Danach bedarf es einer Übergangsregelung lediglich für unterhaltsrechtliche Fragen der weiterhin inländisch unwirksamen Ehe. Das Übergangsrecht ist möglichst nahe an den eigenen Konzeptionen des Gesetzgebers auszurichten. Der Gesetzgeber sieht für die nach Art. 13 Abs. 3 Nr. 2 EGBGB aufhebbaren Ehen nacheheliche Unterhaltsansprüche nach § 1318 in Verbindung mit §§ 1569 ff. BGB vor. Um den verfassungswidrigen Zustand des Fehlens solcher Regelungen bei den von Art. 13 Abs. 3 Nr. 1 EGBGB erfassten Minderjährigenehen zugunsten der bei Heirat unter 16-Jährigen zu mildern, ist § 1318 BGB auf solche Ehen mit der Maßgabe anzuwenden, dass die durch die Vorschrift für anwendbar erklärten Vorschriften über die Scheidung mit der nicht nur vorübergehenden Trennung der Eheleute zur Anwendung gelangen. Soweit die danach maßgeblichen Vorschriften auf die Dauer der Ehe abstellen, tritt in den Fällen der nicht nur vorübergehenden Trennung der von Art. 13 Abs. 3 Nr. 1 EGBGB erfassten Eheleute die Dauer des Zusammenlebens. Während der Dauer des Zusammenlebens gelten übergangsweise die §§ 1360, 1360a BGB für die Unterhaltsansprüche der Betroffenen entsprechend.
Eine Übergangsregelung zur rechtlichen Vaterschaft für aus den betroffenen Auslandsehen hervorgegangene Kinder ist nicht geboten. Die Möglichkeiten des leiblichen Vaters, die rechtliche Vaterschaft zu erlangen, sind durch die unabhängig vom Ehestatus anwendbaren § 1592 Nr. 2 und 3 BGB für eine Übergangszeit noch hinreichend gewährleistet.

Hinweis der Redaktion:
Art. 13 Abs. 3 Ziff. 1 EGBGB erklärt eine Ehe nach deutschem Recht für unwirksam, „wenn der Verlobte im Zeitpunkt der Eheschließung das 16. Lebensjahr nicht vollendet hatte“ – sofern gemäß Art. 229 § 44 Abs. 4 EGBGB „kein Ehegatte seit der Eheschließung bis zur Volljährigkeit des minderjährigen Ehegatten seinen gewöhnlichen Aufenthalt in Deutschland hatte“.

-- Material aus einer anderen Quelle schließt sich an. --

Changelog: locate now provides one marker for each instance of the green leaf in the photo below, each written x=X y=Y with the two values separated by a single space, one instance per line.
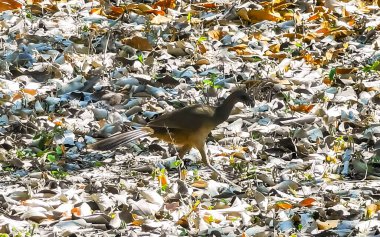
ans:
x=201 y=39
x=52 y=158
x=58 y=150
x=332 y=74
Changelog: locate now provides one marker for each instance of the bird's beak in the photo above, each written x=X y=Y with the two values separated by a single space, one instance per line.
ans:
x=250 y=103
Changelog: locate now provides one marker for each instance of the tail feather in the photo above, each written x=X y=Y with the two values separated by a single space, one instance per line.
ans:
x=120 y=139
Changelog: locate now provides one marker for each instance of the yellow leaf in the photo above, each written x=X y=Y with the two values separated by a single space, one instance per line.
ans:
x=138 y=42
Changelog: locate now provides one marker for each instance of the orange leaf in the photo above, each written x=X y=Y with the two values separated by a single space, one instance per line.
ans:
x=207 y=5
x=307 y=202
x=215 y=34
x=165 y=4
x=96 y=11
x=139 y=43
x=117 y=10
x=342 y=70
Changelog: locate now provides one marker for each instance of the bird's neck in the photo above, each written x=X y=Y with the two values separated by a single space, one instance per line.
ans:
x=224 y=110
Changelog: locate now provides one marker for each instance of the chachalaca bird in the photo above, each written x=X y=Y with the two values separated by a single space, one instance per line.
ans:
x=187 y=128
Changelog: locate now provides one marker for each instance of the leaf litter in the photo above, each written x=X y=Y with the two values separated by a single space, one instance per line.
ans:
x=305 y=155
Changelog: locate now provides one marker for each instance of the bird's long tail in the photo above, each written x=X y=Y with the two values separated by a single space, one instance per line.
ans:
x=120 y=139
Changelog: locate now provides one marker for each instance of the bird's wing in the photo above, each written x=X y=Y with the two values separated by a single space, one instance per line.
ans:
x=189 y=118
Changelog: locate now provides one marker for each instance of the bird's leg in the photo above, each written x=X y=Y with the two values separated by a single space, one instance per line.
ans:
x=181 y=153
x=206 y=161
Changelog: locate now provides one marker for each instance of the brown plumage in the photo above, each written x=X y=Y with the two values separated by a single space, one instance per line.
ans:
x=187 y=127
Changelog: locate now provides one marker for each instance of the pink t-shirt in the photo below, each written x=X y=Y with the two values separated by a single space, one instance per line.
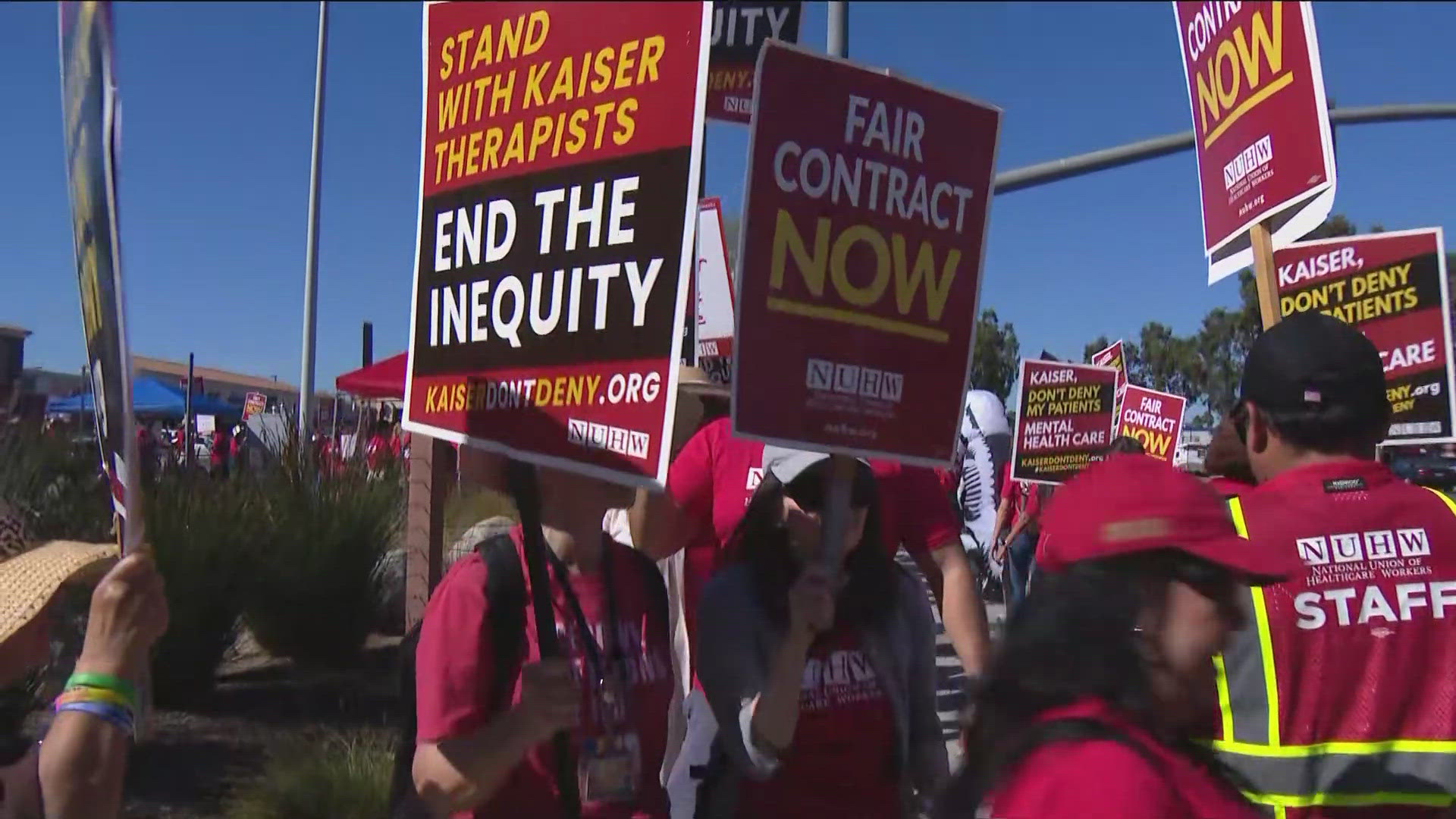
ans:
x=714 y=479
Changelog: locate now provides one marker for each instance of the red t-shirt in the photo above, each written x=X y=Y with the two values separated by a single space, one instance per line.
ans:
x=455 y=672
x=1228 y=487
x=842 y=761
x=1022 y=494
x=715 y=474
x=1109 y=780
x=376 y=450
x=1365 y=634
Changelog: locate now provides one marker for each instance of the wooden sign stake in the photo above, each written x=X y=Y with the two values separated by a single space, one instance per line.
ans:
x=1266 y=276
x=836 y=509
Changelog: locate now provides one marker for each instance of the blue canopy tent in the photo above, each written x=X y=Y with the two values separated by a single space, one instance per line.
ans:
x=150 y=397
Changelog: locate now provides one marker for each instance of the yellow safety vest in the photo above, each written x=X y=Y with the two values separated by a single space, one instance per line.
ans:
x=1337 y=774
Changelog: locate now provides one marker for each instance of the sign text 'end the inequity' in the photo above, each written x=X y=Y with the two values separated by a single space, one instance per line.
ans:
x=533 y=300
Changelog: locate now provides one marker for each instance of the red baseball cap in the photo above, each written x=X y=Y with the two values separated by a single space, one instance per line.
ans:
x=1133 y=503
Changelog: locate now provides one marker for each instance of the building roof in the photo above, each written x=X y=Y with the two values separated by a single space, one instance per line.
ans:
x=213 y=373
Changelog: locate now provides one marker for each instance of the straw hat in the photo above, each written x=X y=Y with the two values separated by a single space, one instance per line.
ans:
x=30 y=577
x=693 y=381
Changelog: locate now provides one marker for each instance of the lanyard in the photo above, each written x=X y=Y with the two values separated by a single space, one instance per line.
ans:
x=595 y=653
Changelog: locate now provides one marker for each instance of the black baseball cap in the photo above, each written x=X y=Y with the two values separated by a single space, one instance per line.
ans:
x=1312 y=362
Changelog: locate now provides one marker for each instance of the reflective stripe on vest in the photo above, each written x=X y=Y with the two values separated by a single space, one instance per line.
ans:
x=1350 y=774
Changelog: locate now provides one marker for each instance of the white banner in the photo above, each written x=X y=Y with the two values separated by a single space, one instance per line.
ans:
x=714 y=283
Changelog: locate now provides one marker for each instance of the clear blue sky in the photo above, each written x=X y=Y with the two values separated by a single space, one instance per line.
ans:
x=215 y=169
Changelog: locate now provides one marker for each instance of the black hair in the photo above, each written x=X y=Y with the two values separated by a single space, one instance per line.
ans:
x=1126 y=445
x=1329 y=430
x=715 y=407
x=762 y=542
x=1074 y=639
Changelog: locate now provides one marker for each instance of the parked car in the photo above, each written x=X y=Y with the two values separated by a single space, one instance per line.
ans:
x=1436 y=471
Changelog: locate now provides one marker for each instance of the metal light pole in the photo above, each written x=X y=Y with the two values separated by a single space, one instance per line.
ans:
x=1071 y=167
x=840 y=466
x=837 y=42
x=310 y=271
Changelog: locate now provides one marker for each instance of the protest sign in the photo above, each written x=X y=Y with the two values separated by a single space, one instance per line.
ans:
x=89 y=96
x=1112 y=357
x=1261 y=126
x=1392 y=286
x=560 y=168
x=255 y=404
x=1152 y=417
x=1063 y=420
x=861 y=259
x=740 y=30
x=714 y=292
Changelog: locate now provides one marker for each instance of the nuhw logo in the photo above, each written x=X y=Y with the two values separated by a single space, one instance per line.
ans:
x=1354 y=547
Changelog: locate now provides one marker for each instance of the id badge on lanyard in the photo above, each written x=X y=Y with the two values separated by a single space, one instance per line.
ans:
x=610 y=763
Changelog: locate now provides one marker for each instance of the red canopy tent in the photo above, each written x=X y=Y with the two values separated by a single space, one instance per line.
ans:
x=381 y=379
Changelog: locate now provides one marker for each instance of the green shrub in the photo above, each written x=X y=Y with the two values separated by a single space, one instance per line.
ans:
x=310 y=591
x=201 y=532
x=334 y=777
x=55 y=484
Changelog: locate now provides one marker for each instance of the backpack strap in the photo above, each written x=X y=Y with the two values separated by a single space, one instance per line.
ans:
x=506 y=591
x=655 y=589
x=1085 y=729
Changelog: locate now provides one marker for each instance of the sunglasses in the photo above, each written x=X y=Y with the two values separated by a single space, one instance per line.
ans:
x=811 y=491
x=1241 y=422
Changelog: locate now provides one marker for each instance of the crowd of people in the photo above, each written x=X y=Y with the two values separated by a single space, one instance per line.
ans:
x=1267 y=639
x=1272 y=639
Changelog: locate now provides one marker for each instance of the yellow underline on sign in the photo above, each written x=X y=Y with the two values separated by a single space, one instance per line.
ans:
x=849 y=316
x=1248 y=105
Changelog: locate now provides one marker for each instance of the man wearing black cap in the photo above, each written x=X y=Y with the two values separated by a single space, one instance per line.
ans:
x=1340 y=697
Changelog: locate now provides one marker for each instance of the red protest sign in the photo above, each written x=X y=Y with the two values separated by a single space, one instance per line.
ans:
x=1063 y=420
x=1261 y=126
x=1392 y=286
x=560 y=168
x=1112 y=357
x=1152 y=417
x=861 y=259
x=740 y=30
x=255 y=404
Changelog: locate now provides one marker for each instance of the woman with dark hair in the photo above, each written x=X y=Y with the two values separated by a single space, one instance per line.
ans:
x=1094 y=697
x=820 y=670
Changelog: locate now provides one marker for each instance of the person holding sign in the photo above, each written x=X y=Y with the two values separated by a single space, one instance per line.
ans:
x=485 y=713
x=710 y=487
x=1337 y=701
x=1090 y=707
x=821 y=678
x=77 y=771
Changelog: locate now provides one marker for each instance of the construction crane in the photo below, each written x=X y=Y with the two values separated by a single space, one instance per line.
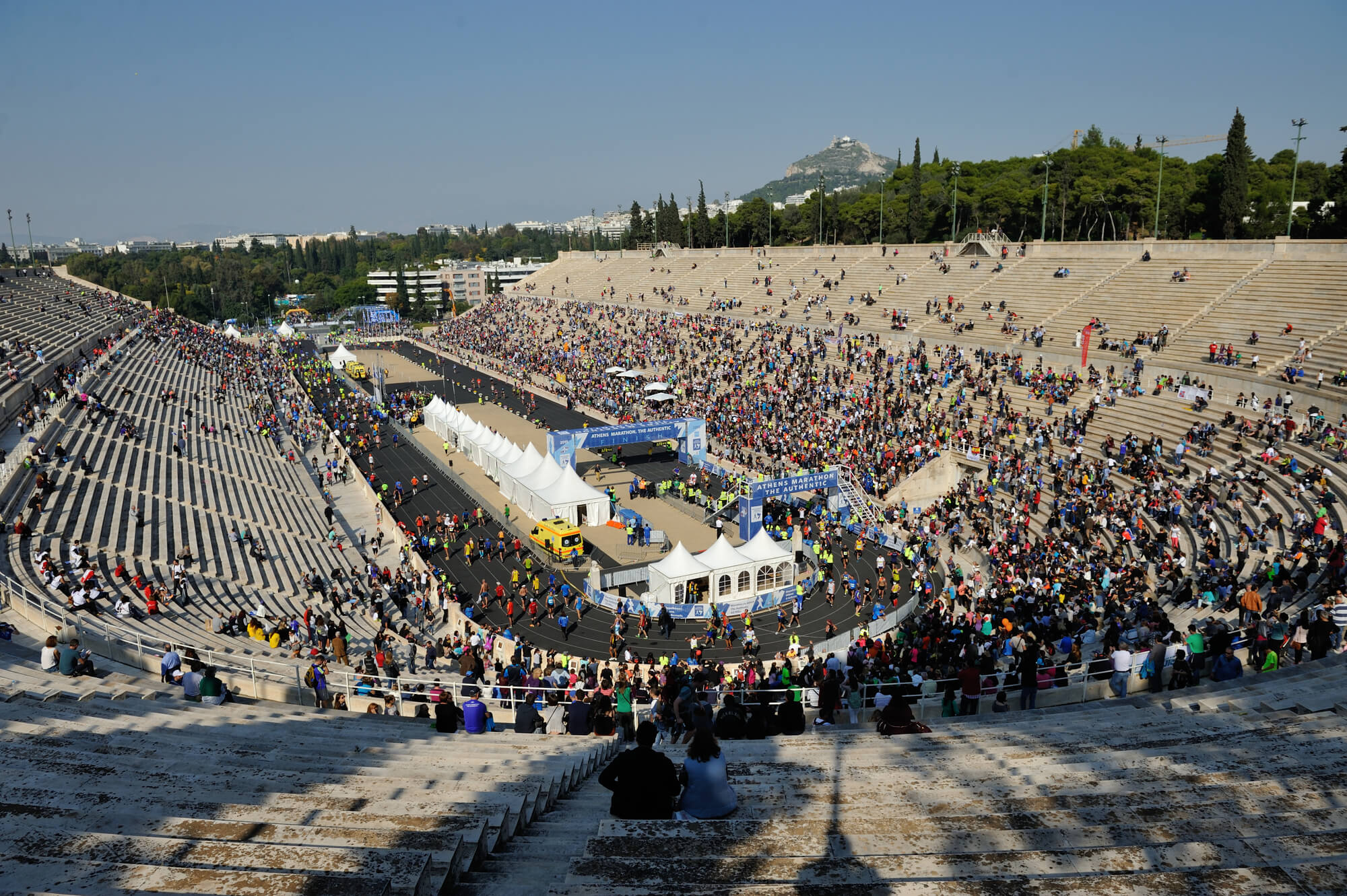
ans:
x=1210 y=137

Siehe dazu die Pressemitteilung von terre-des-femmes vom 29.03.2023, unter www.frauenrechte.de/presse/ sowie die Anmerkungen von Caroline Rupp in FamRZ 2023, S. 855 ff. und Jennifer Antomo: Kinderehengesetz in Karlsruhe – verfassungswidrig, aber nur ein bisschen, NJW 2023, 1474 ff.
Zur aktuellen Situation: Bundesministerium für Familie, Senioren, Frauen und Jugend (Hrsg.), 2022, Verhütung und Bekämpfung von Gewalt gegen Frauen und häuslicher Gewalt. Erster Bericht des Expertenausschusses (GREVIO) zur Umsetzung der Übereinkommen des Europarats vom 11. Mai 2011 (Istanbul-Konvention) in Deutschland, S. 77 Rn. 231 ff.
Zur internationalen Verbreitung von Kinderehen (wobei zwischen Mädchen und Jungen quantitative und regionale Unterschiede bestehen) siehe die Berichte von UNICEF zu „Child Marriage“ unter: https://data.unicef.org/topic/gender/child-marriage/; dort auch die Publikation: „Is an End to Child Marriage within Reach? Latest trends and future prospects“ vom 05.05.2023 zu Faktoren, wie Umweltkatastrophen und Kriege, die die Zahl der Kinderehen erhöhen.